Right-wing poll bashing was an epidemic, but I don't remember hearing boo from Caddell or Schoen. Plus, the right-wing attacks were often wildly dishonest and factually inaccurate, unlike most of the criticism being leveled at Rasmussen today.
There's nothing wrong with Caddell and Schoen sticking up for their polling pals. But why didn't they do it during the Bush years?


















Translation from Conspeak: we don't like people criticizing us, so we'll scream about cenorship any time someone does...
Hopefully they both have decent health insurance that will cover the medication and therapy needed to prevent an irreversible descent into dementia.
I expect to hear a lot more of this as we march toward oligarchy.
oligarchy: a government in which a small group exercises control especially for corrupt and selfish purposes
So, with majorities in both the House and the Senate, along with the White House, you could hardly call Democrats a 'small group'. Further, their attempt to pass legislation which is supported by a significant majority of Americans, like health coverage reform, is hampered by an obstructionist minority party, who are acting out of purely partisan motives.
Guess it's actually Republics that are closest to the definition of oligarchy. How about that?

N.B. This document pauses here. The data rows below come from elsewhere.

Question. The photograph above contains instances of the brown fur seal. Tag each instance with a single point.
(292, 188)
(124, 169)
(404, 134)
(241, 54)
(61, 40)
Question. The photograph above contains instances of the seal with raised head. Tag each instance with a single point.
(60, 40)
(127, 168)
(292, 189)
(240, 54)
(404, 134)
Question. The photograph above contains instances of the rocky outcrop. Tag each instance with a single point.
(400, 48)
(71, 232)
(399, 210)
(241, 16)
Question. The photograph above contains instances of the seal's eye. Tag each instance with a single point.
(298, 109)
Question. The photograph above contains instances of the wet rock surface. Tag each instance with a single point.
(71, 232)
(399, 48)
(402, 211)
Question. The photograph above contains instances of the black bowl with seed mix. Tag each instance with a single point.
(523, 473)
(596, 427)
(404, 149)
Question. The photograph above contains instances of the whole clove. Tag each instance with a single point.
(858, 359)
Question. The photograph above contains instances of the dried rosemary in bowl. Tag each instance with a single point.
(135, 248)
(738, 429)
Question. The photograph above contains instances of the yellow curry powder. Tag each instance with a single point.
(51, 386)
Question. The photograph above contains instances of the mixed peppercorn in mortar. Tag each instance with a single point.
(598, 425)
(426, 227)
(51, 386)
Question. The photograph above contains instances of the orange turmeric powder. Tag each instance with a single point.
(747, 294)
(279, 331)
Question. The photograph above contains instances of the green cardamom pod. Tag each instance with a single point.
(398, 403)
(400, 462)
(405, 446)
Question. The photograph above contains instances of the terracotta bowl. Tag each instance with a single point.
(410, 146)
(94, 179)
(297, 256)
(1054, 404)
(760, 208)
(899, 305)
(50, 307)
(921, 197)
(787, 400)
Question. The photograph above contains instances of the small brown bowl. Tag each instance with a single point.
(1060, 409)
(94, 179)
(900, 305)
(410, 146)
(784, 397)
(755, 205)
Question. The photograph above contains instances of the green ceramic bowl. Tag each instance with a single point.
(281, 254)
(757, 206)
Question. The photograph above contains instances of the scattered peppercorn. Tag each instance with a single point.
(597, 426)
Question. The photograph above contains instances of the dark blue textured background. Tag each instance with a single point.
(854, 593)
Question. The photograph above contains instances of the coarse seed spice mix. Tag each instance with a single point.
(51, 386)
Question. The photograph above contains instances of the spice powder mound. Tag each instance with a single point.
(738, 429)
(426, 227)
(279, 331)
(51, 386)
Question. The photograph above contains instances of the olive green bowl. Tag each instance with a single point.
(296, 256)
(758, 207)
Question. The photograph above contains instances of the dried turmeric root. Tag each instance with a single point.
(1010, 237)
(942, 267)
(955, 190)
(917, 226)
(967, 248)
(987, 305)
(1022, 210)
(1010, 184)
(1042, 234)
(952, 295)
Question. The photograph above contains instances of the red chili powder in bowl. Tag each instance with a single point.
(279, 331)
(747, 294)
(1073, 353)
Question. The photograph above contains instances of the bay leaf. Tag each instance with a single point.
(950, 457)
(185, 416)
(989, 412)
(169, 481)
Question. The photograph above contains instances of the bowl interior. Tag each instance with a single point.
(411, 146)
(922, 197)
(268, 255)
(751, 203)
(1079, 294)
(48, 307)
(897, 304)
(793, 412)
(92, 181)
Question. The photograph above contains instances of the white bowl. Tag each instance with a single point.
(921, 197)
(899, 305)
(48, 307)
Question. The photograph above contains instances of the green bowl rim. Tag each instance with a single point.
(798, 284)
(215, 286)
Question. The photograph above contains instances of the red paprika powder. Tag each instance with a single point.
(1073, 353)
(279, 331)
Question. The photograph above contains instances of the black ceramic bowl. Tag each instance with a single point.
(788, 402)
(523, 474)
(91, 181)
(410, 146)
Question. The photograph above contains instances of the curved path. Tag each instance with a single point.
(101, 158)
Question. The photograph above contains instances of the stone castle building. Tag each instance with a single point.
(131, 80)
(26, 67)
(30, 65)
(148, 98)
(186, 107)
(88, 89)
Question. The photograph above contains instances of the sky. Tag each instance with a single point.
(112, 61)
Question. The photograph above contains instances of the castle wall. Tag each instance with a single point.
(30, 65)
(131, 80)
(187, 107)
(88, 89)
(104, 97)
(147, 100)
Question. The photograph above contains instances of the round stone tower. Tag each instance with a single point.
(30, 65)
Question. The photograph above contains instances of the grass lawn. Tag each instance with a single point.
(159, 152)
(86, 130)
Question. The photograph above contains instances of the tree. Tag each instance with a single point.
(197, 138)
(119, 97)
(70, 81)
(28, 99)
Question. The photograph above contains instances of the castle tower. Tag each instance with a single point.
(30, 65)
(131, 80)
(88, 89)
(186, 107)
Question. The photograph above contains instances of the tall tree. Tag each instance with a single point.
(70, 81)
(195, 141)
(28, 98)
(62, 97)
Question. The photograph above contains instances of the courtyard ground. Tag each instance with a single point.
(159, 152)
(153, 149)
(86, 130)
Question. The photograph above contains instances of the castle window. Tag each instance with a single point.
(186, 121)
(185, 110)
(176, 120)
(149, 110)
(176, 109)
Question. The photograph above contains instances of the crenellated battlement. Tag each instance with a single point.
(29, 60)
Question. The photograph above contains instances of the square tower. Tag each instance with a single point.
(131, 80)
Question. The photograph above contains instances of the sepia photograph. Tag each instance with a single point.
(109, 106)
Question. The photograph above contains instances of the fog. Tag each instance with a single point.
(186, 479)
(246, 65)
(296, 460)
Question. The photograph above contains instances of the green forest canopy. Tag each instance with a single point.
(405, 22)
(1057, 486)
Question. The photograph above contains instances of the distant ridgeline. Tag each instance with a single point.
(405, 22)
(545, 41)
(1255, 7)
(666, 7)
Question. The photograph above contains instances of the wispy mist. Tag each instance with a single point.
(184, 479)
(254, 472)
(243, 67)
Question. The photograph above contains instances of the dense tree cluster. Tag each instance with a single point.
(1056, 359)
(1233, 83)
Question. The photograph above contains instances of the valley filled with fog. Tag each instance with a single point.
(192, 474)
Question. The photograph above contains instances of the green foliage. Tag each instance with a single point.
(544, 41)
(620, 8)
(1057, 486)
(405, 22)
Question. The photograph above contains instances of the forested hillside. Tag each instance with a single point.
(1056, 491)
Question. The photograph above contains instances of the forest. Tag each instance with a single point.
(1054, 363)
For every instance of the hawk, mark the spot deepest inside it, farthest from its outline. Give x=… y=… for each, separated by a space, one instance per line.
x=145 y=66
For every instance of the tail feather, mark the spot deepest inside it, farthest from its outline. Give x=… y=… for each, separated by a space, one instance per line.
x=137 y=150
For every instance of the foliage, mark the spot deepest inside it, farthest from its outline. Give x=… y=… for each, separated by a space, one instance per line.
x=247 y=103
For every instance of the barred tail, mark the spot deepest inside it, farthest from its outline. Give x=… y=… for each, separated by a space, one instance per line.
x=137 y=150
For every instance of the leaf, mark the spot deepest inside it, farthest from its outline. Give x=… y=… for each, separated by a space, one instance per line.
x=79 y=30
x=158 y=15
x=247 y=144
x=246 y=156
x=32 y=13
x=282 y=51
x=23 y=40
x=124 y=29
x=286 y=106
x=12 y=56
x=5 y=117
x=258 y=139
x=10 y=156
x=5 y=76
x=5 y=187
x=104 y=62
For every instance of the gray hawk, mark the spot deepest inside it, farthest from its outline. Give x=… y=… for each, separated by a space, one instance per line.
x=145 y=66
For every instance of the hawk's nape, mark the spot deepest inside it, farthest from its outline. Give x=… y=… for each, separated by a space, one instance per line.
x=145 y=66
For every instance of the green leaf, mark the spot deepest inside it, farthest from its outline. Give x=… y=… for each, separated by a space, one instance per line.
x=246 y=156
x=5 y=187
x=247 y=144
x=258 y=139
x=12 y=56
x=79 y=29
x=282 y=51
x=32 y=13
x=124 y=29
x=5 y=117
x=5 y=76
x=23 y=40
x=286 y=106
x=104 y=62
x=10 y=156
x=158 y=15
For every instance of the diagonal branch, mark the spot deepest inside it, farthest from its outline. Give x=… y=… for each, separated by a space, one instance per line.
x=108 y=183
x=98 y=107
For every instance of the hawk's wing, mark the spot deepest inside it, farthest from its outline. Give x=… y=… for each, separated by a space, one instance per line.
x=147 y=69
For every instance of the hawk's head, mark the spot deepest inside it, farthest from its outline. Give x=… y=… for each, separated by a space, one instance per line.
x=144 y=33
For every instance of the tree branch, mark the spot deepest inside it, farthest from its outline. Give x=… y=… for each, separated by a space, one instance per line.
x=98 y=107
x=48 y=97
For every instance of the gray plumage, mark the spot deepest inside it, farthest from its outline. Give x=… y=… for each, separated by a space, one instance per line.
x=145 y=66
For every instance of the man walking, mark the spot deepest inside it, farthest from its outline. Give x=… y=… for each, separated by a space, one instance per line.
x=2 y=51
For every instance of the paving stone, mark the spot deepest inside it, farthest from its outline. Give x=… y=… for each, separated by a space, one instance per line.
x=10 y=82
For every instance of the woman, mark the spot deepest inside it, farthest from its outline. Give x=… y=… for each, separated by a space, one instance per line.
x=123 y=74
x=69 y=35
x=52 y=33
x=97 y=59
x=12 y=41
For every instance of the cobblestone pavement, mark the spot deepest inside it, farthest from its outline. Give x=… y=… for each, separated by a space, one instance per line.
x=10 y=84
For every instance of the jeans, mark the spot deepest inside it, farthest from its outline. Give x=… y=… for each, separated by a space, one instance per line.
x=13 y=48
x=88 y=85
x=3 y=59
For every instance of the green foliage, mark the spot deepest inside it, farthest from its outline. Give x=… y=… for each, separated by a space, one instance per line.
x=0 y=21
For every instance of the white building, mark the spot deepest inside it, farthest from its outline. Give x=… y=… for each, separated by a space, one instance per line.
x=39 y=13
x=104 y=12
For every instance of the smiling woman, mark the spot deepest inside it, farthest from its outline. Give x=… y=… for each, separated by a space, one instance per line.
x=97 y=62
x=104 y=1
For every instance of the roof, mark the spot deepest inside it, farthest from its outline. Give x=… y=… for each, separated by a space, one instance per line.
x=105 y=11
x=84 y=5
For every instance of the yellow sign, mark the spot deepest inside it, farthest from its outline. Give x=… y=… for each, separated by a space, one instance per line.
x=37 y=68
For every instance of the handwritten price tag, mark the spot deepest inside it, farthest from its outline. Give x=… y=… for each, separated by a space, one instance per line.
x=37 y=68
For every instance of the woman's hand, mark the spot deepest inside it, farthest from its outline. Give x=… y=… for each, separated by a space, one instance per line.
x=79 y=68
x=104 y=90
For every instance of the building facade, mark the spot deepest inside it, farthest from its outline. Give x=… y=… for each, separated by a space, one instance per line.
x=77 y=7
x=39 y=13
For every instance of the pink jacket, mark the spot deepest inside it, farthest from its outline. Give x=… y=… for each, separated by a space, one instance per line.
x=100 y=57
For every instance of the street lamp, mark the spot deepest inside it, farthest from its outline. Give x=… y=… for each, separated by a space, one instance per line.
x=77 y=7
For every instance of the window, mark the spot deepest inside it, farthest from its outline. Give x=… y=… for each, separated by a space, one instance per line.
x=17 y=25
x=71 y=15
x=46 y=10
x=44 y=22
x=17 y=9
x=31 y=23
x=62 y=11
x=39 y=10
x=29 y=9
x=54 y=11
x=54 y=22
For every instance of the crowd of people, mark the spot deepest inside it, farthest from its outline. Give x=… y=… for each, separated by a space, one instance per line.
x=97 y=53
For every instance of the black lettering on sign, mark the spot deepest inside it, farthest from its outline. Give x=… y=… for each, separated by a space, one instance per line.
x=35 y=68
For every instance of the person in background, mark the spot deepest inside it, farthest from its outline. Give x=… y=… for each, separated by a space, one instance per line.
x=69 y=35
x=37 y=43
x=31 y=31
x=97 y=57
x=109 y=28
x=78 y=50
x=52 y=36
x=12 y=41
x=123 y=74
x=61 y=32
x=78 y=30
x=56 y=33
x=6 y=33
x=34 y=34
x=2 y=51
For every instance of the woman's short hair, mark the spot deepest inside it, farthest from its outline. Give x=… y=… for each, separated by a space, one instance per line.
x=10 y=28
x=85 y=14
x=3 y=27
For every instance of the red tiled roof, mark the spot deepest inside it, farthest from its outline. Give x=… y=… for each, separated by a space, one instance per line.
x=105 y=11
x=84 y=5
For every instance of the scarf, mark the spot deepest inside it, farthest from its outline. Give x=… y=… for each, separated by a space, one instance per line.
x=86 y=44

You got two "thumbs down" for your comment.
And some of the comments seem to imply that you are OK comments that Caddell and Schoen made.
Funny, I didn't read it that way.
"How very dare you question the credibility of my friends push polls",
You were talking about Caddell and Shoen's remarks, right?
I expect to hear a lot more of this as we march toward oligarchy.
I interpretted this too mean the right wing/religious sect that thinks they should be the one telling everyone else how to live, in the U.S.
Maybe my "sarcasm detector" is skewed.
I wonder if I put the battery in backwards?
I think people are just sort of sensitive about claims regarding the "march to oligarchy" occurring in the US. Usually, when people say that, they really mean "there's a black guy in teh White House! Oh Noooes!"
My comment was in reference to this absurd statement.
"...we view this unprecedented attempt to silence the media and to attack the credibility of unpopular polling as chilling to the free exercise of democracy."
Perhaps there are those who are unaware of the corporate media, and have never read Chomsky among you?
I don't know, but I am way too old to get all head explody over misunderstandings on the interwebs.
Having read many of your posts I didn't need one.
;o)
No, they have an agenda... and it ain't integrity.
They get slammed around with some spot-on criticism and then they start crying, whining about somebody trying to silence them.
Step 2: They go run and hide under the kitchen table.
Whilst I think that polls are beneficial most of the time, there are some that are push polls, as in, pushing an agenda, and trying to get people to point to a certain answer. Check out any non-scientific FoxNews poll for examples of this.
There are of course, scientific ways to do polling, and lots of polling organizations do a decent job of doing this. When looking at a poll one has to look at the exact wording of the questions that are being used, and then base some sort of judgement off of those questions.